If these sort of draconian limitations are placed on our burdgeoning nano-industry it will be a virtual abortion for a child technology which could easily bring about untold wealth and prosperity for every man, woman, and especially child on earth within the next 20 years. Abortion you say? Oh that's right, it's Greenpeace.

What's even worse is that this sort of maneuver is an opening for applying even more tyranny to our society. As I said, you contain unbound nanoparticles, so we'll have a moratorium on you as well. Fortunately, since I'm made of pure spirit I won't have to worry about it. However, the automobile is a powerful producer of nanoparticles in the form of soot. Just what you need, even tighter emission standards and higher gas prices from nanoparticle control taxes. Can you imagine the negative impact on the economy of our country?

Oh, that's right. It's Greenpeace.

Link

2 Comments:

At 6:21 AM, Blogger Rae Ann said...

I don't know much about nanotechnology, but I do know that our planet is constantly bombarded by stuff from space, probably lots of nanoparticles. Oh, but that's right, if humans do it, it's bad. Or so the Greenpeace (the most wrongly named group) wants us to believe.
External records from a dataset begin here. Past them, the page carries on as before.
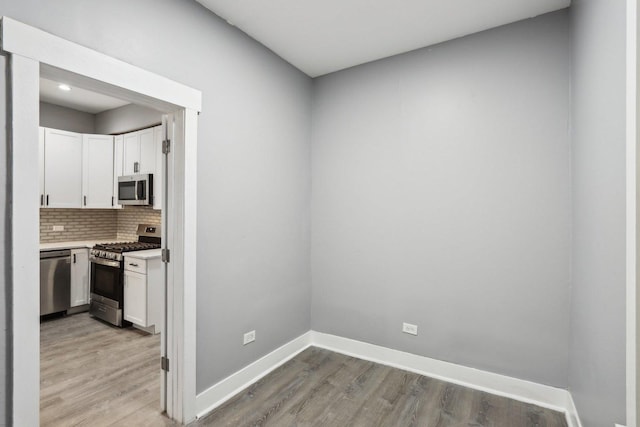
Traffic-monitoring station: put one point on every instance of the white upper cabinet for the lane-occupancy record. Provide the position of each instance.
(118, 164)
(139, 152)
(142, 154)
(147, 151)
(62, 169)
(81, 171)
(97, 172)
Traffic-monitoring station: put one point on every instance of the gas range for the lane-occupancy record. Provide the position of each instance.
(107, 273)
(114, 251)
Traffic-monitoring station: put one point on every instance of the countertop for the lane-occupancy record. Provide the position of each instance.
(148, 254)
(73, 245)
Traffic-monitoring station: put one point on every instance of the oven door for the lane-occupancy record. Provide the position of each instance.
(107, 281)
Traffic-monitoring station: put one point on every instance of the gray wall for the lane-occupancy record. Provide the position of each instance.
(597, 350)
(57, 117)
(441, 197)
(126, 119)
(253, 163)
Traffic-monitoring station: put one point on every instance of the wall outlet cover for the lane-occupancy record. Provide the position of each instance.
(408, 328)
(249, 337)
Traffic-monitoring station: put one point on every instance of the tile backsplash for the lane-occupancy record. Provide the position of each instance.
(79, 224)
(95, 224)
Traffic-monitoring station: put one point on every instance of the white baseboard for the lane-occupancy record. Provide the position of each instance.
(522, 390)
(220, 392)
(526, 391)
(573, 420)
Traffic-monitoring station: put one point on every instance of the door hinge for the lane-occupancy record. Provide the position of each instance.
(166, 146)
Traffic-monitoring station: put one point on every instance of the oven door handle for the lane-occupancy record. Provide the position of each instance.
(106, 262)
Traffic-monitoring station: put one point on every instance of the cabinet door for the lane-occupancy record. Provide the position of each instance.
(62, 169)
(79, 277)
(97, 176)
(157, 177)
(135, 298)
(118, 163)
(147, 151)
(41, 164)
(131, 153)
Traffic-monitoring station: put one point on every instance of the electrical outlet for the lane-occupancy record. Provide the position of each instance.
(408, 328)
(249, 337)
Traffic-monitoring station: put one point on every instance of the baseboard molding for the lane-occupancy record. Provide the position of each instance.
(573, 420)
(526, 391)
(220, 392)
(522, 390)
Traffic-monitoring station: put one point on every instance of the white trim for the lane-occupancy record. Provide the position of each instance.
(631, 213)
(501, 385)
(222, 391)
(525, 391)
(25, 340)
(33, 51)
(573, 419)
(44, 47)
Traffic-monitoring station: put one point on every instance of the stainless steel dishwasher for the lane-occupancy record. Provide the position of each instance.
(55, 281)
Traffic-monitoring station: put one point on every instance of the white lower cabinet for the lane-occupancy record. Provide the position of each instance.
(80, 274)
(143, 292)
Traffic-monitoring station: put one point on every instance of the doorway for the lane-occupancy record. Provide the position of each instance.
(31, 51)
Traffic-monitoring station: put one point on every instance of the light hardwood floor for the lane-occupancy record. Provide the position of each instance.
(94, 374)
(322, 388)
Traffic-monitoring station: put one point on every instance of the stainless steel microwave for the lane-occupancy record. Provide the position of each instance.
(135, 189)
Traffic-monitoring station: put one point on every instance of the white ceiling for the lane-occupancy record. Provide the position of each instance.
(77, 98)
(320, 37)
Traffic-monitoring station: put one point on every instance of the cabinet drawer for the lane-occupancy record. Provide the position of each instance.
(135, 264)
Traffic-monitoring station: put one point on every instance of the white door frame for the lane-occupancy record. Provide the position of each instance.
(632, 220)
(31, 50)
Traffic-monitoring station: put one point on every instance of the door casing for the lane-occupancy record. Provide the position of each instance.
(31, 52)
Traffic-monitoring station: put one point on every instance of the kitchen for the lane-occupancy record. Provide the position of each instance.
(101, 270)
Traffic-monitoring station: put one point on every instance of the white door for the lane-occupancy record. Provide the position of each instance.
(157, 177)
(135, 297)
(62, 169)
(131, 160)
(97, 176)
(147, 151)
(79, 277)
(41, 164)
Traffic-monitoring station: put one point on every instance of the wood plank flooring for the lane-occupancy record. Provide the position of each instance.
(94, 374)
(322, 388)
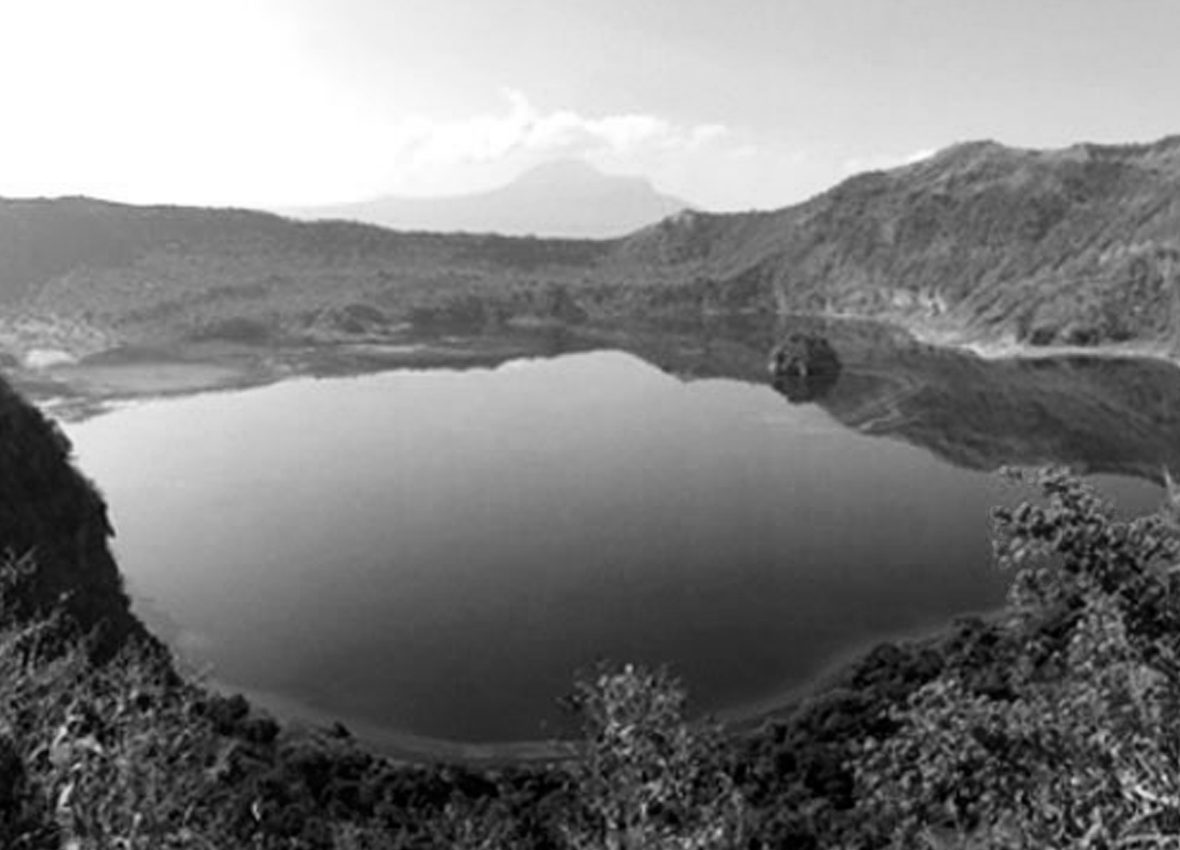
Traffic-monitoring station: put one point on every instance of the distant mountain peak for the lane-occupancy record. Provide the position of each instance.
(561, 197)
(562, 171)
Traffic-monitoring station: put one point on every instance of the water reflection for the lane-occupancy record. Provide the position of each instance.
(438, 551)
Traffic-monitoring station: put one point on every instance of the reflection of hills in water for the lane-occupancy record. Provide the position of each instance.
(1093, 413)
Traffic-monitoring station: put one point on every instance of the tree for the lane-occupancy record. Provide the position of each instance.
(647, 778)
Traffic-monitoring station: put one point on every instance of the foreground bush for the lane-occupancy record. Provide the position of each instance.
(1082, 746)
(1049, 725)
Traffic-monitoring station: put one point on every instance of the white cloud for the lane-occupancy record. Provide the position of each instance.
(524, 130)
(883, 162)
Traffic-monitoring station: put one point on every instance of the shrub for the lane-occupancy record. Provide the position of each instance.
(1082, 752)
(646, 777)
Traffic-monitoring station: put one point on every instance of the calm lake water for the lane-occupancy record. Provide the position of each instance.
(437, 553)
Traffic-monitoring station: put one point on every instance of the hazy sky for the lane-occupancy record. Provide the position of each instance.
(729, 104)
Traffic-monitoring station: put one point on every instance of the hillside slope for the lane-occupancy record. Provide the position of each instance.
(1076, 246)
(1079, 246)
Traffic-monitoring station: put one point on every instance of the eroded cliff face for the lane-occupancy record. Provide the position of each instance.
(54, 533)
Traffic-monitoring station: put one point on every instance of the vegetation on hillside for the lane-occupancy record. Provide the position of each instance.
(1070, 247)
(1047, 725)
On a side note, this interested me in how it seems to correspond to physics (though my understanding that that subject is minimal):

"You get down to a size where the differences between these terms - solid, liquid, powder - start falling apart."

 
At 1:38 PM, Blogger Guy said...

One of the most common misconceptions I find in others and myself is exactly what is involved in the nano world. The sizes are vanishingly small and the item count is staggeringly huge. A glass of water might contain something like 10 to the 24th power molecules of water for instance. That's 10 followed by 24 zeros. You drink it and don't think anything of it.
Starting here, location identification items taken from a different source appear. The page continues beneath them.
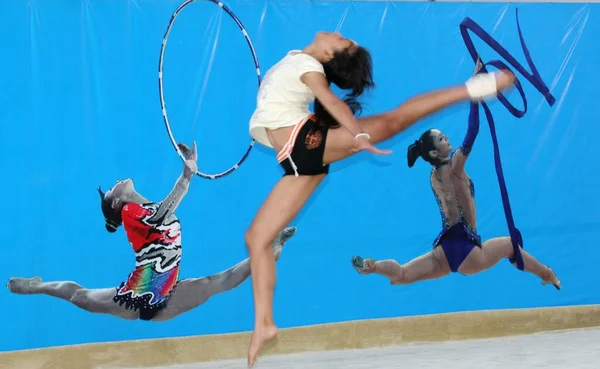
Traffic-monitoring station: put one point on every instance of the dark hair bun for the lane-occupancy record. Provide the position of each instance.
(414, 151)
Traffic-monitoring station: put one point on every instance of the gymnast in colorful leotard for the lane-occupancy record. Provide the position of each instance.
(152, 291)
(458, 247)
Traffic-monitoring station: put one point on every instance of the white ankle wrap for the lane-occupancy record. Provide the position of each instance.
(481, 86)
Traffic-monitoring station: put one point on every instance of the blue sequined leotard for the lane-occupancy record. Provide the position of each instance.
(455, 197)
(454, 191)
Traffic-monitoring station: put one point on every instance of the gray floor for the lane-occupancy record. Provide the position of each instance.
(577, 349)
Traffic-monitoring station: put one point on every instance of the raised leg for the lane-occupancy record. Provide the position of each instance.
(496, 249)
(432, 265)
(281, 206)
(94, 300)
(384, 126)
(193, 292)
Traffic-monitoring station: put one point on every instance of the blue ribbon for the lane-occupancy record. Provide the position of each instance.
(534, 78)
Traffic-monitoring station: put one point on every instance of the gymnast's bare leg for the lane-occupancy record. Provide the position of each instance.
(190, 293)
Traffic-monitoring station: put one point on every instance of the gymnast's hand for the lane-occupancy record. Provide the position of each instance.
(191, 156)
(363, 143)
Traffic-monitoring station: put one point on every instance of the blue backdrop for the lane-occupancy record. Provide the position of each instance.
(80, 108)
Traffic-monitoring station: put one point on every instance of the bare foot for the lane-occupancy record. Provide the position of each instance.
(363, 266)
(23, 286)
(504, 78)
(259, 338)
(550, 278)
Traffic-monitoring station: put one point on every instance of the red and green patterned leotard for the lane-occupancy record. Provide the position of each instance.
(157, 245)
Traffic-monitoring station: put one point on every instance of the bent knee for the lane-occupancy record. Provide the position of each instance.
(256, 240)
(81, 298)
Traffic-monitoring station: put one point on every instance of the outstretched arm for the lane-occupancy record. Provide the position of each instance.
(461, 155)
(173, 199)
(340, 111)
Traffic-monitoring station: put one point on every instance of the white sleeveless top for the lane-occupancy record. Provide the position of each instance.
(283, 98)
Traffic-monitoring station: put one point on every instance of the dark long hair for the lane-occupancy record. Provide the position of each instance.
(112, 218)
(421, 148)
(349, 71)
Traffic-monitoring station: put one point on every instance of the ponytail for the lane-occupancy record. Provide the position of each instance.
(414, 152)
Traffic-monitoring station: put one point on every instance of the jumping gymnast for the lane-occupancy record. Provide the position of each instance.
(458, 247)
(307, 143)
(152, 291)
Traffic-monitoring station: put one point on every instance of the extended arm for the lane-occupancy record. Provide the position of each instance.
(335, 106)
(173, 199)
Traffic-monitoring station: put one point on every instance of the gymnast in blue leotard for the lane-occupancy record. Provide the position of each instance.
(458, 247)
I have struggled with the concepts of the ultra-small since junior high, thank you Mr. Stoddard (my 7th and 8th grade science and math teacher.) and I sometimes think I'm finally starting to grasp some of the reality of it. When you think of a single molecule, the idea of its state or phase is radically different from the state of bulk matter. When molecules act as an ensemble they can easily be categorized as solid, liquid, gas but when properties have been engineered below the point where these definitions apply you almost have to label the resultant set of ensemble behavior as another phase of matter altogether. The classic definitions still apply somewhat but their exact applications need to be modified.

However particle physics at the subatomic level is a whole other matter altogether. Below the quantum threshold you have to completely redefine exactly what you mean by terms like solid, liquid or gas. They become more contingent on things like entropy, information and energy and less subject to the large scale inter-relationships which define order and disorder at the molecular level.